Money Plane

by Alan Rapp on June 4, 2021

in Home Video

  • Title: Money Plane
  • IMDb: link

“You want to bet on a dude fucking an alligator? Money Plane!”

Money Plane movie reviewMoney Plane is your typical B-movie action flick about thieves forced to take an impossible job. After the movie’s opening heist goes bad, their backer (Kelsey Grammer) pushes the group into robbing a casino plane full of criminals wagering on anything dumb and/or repulsive. Led by Adam “Edge” Copeland, the team consists of Katrina Norman, Patrick Lamont Jr., and Andrew Lawrence with Thomas Jane as back-up. The modest budget and odd plot twists (some of which make absolutely no sense) are, I guess, to be expected from a movie called Money Plane.

When low-budget films work it’s often on the charisma of its cast or the cleverness of its plot helping to overcome other deficiencies. Sadly, the cast gets no help from the screenplay. Some of the casting works. WWE Superstar Edge does all right for himself in the starring role, and his size is an advantage to several scenes (including the close-quarters fight inside of the plane’s cockpit). I also enjoyed Norman as the team’s resident ass-kicker. And Grammer is obviously enjoying himself playing the film’s heavy.
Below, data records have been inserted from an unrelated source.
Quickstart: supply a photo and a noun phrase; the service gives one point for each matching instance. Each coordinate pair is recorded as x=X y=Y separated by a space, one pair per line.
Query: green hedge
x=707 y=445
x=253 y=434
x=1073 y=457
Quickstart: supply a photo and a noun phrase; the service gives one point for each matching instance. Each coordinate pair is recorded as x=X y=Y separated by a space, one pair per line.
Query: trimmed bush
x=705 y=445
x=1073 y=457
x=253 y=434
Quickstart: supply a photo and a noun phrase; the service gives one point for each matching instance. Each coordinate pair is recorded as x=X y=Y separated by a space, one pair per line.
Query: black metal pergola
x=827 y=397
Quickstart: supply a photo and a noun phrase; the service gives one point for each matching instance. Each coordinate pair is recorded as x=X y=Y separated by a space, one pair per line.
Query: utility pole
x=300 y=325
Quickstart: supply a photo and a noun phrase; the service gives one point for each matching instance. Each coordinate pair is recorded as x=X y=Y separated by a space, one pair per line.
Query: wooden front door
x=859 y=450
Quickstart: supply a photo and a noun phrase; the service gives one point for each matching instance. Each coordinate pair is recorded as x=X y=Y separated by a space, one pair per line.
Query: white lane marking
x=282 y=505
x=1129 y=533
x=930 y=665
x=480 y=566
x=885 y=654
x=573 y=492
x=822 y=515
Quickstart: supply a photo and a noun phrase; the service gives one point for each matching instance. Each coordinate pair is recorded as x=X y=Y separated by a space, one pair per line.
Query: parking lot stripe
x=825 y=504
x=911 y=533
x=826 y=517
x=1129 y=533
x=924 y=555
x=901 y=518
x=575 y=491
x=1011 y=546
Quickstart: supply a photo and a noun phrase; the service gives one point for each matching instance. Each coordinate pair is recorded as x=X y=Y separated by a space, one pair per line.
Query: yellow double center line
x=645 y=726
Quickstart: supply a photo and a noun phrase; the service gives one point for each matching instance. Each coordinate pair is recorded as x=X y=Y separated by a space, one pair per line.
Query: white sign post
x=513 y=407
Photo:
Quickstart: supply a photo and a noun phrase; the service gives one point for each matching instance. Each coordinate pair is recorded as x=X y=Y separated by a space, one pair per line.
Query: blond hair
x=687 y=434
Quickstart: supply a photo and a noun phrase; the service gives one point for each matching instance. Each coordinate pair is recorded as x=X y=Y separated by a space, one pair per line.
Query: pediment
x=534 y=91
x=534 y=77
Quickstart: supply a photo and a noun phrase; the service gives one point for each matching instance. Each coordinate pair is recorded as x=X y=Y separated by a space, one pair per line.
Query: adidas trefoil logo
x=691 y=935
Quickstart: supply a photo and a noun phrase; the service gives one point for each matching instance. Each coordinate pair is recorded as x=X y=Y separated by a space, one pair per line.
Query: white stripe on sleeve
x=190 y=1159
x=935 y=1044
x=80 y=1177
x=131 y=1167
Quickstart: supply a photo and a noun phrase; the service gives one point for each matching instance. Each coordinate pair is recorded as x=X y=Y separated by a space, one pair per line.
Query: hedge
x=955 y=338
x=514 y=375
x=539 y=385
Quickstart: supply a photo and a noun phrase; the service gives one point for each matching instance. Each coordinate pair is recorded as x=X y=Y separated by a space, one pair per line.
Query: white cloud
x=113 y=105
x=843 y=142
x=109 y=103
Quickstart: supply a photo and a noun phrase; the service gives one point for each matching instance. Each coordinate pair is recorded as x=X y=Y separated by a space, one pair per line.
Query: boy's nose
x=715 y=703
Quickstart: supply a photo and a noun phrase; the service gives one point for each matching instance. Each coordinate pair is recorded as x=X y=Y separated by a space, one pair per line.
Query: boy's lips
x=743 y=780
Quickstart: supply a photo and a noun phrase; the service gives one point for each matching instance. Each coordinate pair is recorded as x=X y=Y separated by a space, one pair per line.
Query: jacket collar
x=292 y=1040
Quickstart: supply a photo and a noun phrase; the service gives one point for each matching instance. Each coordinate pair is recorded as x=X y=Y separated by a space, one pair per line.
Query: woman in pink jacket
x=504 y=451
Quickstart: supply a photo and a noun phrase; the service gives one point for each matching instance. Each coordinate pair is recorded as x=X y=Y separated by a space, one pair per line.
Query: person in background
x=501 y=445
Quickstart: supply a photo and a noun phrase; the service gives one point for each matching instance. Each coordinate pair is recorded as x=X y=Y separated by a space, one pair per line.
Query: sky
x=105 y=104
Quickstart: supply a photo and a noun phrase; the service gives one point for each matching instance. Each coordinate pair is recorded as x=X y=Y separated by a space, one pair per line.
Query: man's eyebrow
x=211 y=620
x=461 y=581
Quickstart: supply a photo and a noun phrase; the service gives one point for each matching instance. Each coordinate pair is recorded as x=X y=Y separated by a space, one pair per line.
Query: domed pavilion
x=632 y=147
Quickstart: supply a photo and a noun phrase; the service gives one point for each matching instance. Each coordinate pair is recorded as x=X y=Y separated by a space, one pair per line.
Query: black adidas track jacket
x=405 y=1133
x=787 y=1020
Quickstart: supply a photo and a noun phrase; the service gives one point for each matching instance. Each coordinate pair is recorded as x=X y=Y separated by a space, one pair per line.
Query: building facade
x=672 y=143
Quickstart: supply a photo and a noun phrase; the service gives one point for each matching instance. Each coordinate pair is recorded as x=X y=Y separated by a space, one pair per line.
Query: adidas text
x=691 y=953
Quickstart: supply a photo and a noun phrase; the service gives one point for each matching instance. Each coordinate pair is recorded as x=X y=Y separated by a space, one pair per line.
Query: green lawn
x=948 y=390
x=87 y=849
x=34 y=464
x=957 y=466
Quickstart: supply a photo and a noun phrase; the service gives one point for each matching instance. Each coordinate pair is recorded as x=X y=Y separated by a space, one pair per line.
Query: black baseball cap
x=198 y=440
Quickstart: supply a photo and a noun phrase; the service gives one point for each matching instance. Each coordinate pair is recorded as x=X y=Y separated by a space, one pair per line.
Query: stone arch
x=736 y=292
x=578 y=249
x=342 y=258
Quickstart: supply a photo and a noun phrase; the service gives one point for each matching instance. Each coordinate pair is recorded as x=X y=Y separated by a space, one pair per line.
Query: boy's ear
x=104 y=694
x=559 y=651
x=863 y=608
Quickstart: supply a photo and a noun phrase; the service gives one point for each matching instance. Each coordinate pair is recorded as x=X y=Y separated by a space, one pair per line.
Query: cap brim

Sadly, the rest of the cast is mostly forgettable.

Money Plane knows what it is, and at 82 minutes the film doesn’t overstay it’s welcome. That’s more than I can say of many blockbusters. The film from, directed by, and starring the Lawrence brothers in various roles, is a cheap action flick with plot, character and pacing issues that at times still manages a bit of B-movie charm despite the deficiencies it is working with. Much of plot, starting with the ridiculous idea of the plane in the first place, is awkward, almost none of the twists (or the amazing number of faceless soldiers featured in the film’s third act) make sense, and the heist itself is lackluster compared to what fans of the genre are used to. It’s far from a good film, and isn’t quite cheesy enough to make it a guilty pleasure, but for a straight-to-video release starring a professional wrestler it’s also not the complete trainwreck I was expecting.